How to Solve Pod is blocking scale down because it's a non-daemonset in GKE-CodePudding

I'm getting below this issue in GKS Pod is blocking scale down because it's a non-daemonset, non-mirrored, non-pdb-assigned kube-system pod

I have read this docs :-

Please tell me how to solve that error/issue in GKS from 3 days im not able to understand and solve it even i google it and ready so many website but didnt solve it.

After deploying

kubectl create poddisruptionbudget pdb --namespace=kube-system --selector k8s-app=kube-dns --max-unavailable 1
Warning: policy/v1beta1 PodDisruptionBudget is deprecated in v1.21 , unavailable in v1.25 ; use policy/v1 PodDisruptionBudget
poddisruptionbudget.policy/pdb created

I Got deprecated and another issue

Previous i was having 3 nodes but i have 2 nodes only now because i have edit one node remove this line "cluster-autoscaler.kubernetes.io/scale-down-disabled": "true" which i have added in it after that i didnt check whether my nodes are 3 or 2.

Later i check found only 2 nodes are running.

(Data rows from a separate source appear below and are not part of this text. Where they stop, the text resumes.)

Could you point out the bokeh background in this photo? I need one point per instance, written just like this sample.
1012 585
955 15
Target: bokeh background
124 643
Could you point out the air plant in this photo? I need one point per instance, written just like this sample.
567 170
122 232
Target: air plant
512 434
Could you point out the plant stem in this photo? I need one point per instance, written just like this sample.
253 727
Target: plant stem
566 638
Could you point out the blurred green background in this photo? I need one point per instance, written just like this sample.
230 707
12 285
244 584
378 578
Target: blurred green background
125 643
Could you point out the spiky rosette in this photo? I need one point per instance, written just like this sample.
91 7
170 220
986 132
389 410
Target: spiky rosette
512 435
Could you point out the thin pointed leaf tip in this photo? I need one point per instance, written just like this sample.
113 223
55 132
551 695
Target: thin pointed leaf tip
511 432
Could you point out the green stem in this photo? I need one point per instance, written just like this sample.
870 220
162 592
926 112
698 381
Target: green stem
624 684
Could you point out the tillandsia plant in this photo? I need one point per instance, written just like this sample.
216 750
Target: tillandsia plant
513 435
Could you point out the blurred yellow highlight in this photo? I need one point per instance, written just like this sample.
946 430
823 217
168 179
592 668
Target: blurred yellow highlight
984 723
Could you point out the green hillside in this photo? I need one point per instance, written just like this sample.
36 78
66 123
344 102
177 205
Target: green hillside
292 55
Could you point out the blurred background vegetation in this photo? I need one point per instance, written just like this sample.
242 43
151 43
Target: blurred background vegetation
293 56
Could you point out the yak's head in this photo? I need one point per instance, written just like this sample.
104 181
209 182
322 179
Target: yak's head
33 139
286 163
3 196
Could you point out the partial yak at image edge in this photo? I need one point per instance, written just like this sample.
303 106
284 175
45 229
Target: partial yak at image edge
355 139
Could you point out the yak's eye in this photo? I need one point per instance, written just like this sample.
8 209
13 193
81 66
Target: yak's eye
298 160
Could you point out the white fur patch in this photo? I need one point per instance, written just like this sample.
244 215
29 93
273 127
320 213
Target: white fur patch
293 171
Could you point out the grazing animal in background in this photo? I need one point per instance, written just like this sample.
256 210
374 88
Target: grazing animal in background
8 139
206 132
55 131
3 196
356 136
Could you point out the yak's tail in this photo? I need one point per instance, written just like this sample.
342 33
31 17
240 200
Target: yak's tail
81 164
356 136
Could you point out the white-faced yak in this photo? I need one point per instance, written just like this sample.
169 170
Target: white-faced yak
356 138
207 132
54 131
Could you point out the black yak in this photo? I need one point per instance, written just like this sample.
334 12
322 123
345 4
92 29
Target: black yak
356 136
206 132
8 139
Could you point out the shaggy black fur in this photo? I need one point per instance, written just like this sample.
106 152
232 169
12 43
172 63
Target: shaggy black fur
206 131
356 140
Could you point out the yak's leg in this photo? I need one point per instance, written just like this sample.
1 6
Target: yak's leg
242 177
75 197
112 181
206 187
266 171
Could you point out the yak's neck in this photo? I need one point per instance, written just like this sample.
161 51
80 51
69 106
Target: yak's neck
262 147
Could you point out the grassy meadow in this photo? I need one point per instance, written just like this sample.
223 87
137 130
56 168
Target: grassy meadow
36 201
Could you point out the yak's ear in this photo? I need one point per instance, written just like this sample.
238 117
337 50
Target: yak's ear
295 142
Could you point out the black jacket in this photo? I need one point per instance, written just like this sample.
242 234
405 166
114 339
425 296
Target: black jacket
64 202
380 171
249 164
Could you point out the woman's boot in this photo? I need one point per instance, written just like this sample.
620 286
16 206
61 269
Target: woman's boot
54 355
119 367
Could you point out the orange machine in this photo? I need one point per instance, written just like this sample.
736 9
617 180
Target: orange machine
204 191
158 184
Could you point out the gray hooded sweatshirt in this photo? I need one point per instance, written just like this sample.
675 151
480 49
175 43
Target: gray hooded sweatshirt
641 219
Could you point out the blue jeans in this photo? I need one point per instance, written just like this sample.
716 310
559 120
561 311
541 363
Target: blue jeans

Its a good or bad to edit nodes in GKE or AKS

kubectl get pdb -A
NAMESPACE     NAME           MIN AVAILABLE   MAX UNAVAILABLE   ALLOWED DISRUPTIONS   AGE
kube-system   kube-dns-bbc   N/A             1                 1                     69m

Here is yaml file

kubectl get pdb kube-dns-bbc -o yaml -n kube-system 

apiVersion: policy/v1
kind: PodDisruptionBudget
metadata:
  annotations:
    kubectl.kubernetes.io/last-applied-configuration: |
      {"apiVersion":"policy/v1","kind":"PodDisruptionBudget","metadata":{"annotations":{},"labels":{"k8s-app":"kube-dns"},"name":"kube-dns-bbc","namespace":"kube-system"},"spec":{"maxUnavailable":1,"selector":{"matchLabels":{"k8s-app":"kube-dns"}}}}
  creationTimestamp: "2022-02-18T17:07:53Z"
  generation: 1
  labels:
    k8s-app: kube-dns
  name: kube-dns-bbc
  namespace: kube-system
  resourceVersion: "230860"
  uid: 7131c64d-6779-4b23-8c53-10ffcc242144
spec:
  maxUnavailable: 1
  selector:
    matchLabels:
      k8s-app: kube-dns
status:
  conditions:
  - lastTransitionTime: "2022-02-18T17:38:13Z"
    message: ""
    observedGeneration: 1
    reason: SufficientPods
    status: "True"
    type: DisruptionAllowed
  currentHealthy: 2
  desiredHealthy: 1
  disruptionsAllowed: 1
  expectedPods: 2
  observedGeneration: 1

CodePudding user response：

I have read this docs :- https://github.com/kubernetes/autoscaler/blob/master/cluster-autoscaler/FAQ.md#how-to-set-pdbs-to-enable-ca-to-move-kube-system-pods

but still not able to understand where i need to add this line in every pods or every nodes. if pods which i need to add.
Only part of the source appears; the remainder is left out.